Sunday, April 7, 2024

Facilitating direct oil product imports by Uganda through Kenya is proper

Truck

Trucks transporting petroleum products to Uganda. File | Nation Media Group    

By GEORGE WACHIRA More by this Author

Many murmured that it was inconsistent with transit protocols to insist on Uganda buying its oil products from Kenyan traders.

But the latest decision by Kenya to facilitate Uganda to directly import petroleum products from offshore sources is a relief, considering Kenya’s mandate is to provide efficient transit capacity for all goods, including oil, and to make a return on transit infrastructure investment.

I was in the Esso Kenya team that in 1978 participated in negotiating the original Transport and Storage (T&S) Agreement with the newly established Kenya Pipeline Company (KPC). The operating model was that the seven Kenyan multinational oil companies would be products “handling agents” for their Ugandan counterparts, an extension of existing practice at the common user Mombasa refinery, which was now to feed the new pipeline.

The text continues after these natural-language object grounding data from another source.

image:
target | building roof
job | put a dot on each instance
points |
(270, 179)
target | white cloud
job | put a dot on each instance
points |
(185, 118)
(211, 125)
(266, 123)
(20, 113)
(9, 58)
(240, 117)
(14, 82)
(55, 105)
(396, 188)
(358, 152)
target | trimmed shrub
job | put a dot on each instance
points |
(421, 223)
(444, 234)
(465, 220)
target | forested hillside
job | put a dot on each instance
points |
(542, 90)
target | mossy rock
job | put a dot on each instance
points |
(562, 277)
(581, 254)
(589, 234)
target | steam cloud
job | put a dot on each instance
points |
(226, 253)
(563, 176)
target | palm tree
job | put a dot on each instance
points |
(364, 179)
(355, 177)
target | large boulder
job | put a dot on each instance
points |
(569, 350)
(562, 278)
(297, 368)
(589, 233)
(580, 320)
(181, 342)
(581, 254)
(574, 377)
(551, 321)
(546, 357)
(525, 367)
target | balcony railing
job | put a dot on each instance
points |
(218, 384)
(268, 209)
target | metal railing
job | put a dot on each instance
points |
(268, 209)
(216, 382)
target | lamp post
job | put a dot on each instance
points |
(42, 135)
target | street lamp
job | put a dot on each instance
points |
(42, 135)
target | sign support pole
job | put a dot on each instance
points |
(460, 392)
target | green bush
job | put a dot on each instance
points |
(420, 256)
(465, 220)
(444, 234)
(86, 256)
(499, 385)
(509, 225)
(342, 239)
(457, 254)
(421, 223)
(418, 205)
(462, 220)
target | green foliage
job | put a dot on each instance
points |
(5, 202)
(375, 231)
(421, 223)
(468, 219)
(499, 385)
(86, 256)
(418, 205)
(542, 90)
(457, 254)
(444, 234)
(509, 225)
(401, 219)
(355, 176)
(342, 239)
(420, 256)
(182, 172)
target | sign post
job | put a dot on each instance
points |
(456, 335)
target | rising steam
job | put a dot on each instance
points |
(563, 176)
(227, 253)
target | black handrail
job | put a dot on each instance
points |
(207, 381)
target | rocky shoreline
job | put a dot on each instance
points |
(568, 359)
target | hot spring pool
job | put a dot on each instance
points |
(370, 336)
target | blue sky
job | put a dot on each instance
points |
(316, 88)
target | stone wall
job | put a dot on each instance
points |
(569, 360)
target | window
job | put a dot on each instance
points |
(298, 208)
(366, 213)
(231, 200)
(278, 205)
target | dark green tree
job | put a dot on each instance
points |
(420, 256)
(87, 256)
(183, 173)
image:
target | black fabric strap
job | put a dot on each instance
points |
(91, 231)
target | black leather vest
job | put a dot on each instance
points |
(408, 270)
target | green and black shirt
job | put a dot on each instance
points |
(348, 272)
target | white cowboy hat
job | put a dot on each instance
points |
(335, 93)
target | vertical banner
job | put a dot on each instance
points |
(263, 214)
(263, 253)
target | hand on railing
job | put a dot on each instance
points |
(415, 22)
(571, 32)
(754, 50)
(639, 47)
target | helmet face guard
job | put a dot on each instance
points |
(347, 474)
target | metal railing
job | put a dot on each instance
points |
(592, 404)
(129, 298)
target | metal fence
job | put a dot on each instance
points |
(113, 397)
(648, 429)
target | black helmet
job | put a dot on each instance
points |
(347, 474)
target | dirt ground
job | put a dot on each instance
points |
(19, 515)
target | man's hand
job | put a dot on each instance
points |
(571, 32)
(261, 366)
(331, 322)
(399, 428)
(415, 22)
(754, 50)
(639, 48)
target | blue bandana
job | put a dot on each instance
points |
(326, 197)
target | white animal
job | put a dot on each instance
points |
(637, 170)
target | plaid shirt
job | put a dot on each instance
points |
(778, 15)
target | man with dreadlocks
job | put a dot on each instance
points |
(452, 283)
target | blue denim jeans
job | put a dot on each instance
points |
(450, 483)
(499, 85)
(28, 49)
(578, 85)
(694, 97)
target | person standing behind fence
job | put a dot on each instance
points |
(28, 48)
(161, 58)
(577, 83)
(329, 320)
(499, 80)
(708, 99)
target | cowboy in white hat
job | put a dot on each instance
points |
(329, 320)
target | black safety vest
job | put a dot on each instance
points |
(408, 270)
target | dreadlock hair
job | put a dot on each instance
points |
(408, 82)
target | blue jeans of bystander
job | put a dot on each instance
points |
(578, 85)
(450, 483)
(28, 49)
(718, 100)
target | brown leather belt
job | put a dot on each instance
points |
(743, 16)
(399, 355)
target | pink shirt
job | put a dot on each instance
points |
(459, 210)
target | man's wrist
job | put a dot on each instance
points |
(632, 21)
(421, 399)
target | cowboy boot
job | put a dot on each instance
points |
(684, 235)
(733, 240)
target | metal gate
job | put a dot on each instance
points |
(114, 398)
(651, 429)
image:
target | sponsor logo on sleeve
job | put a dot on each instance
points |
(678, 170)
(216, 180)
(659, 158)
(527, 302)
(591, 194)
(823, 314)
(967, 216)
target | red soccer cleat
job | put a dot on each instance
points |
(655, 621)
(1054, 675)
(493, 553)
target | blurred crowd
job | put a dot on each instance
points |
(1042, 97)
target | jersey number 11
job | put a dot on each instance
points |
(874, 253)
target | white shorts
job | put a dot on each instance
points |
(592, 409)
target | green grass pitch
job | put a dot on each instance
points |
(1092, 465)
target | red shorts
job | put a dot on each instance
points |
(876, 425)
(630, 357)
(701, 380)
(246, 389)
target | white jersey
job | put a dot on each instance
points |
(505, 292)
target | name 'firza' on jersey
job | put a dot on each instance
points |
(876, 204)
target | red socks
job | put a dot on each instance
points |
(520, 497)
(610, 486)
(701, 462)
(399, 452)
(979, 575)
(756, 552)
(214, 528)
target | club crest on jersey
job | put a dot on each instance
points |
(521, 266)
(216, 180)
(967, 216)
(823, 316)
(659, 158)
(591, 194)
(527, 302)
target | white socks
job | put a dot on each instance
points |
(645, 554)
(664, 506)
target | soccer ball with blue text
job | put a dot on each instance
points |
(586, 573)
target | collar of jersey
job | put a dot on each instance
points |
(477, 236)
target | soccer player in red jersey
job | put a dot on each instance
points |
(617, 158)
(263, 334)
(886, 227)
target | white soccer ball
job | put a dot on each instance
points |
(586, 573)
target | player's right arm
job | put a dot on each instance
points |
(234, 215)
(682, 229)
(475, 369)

This “local agency” concept has continued to date, with T&S agreements signed only by companies with physical operational and market presence in Kenya. This is what will now change to allow Uganda National Oil Company (UNOC) to sign a T&S agreement with KPC, a precedent that potentially allows other foreign and regional companies to follow suit.

Read: Kenya ends oil import feud with Uganda

KPC is a critical oil transit infrastructure for Uganda, and the country cannot sufficiently replace it with Tanzanian oil facilities, as initially intimated by Uganda. This was an embarrassing diplomatic standoff which has now been resolved. My fear was that a stalemate could potentially have led to Uganda and Tanzania devising permanent future alternative transit options for Uganda's oil imports.

And this is exactly how Kenya’s policy rigidity denied us an opportunity to host Uganda's crude oil export pipeline. The initial plan by Kenya and Uganda was a joint crude oil pipeline through Turkana to Lamu port —the LAPSSET option. However, Kenya's negotiating team failed to appreciate the influence of TotalEnergies (a new entrant in Uganda oil production) on the pipeline project. The company argued that the LAPSSET route was insecure, and that land acquisition would be a major cost and delaying factor.

The company proposed an alternative route from Kampala to Mombasa via Eldoret using a products pipeline wayleave previously mapped out between Kampala and Eldoret, and then use the existing KPC wayleave from Eldoret to Mombasa.

Read: Uganda state oil firm starts fuel sales after Kenya fallout

A pipeline branch from Turkana would link up at Eldoret. Kenya was inflexible on LAPSSET, forcing Uganda to take the third option through Tanzania. The Eldoret routing was indeed cheaper, more secure and carried many other economic pluses for Kenya.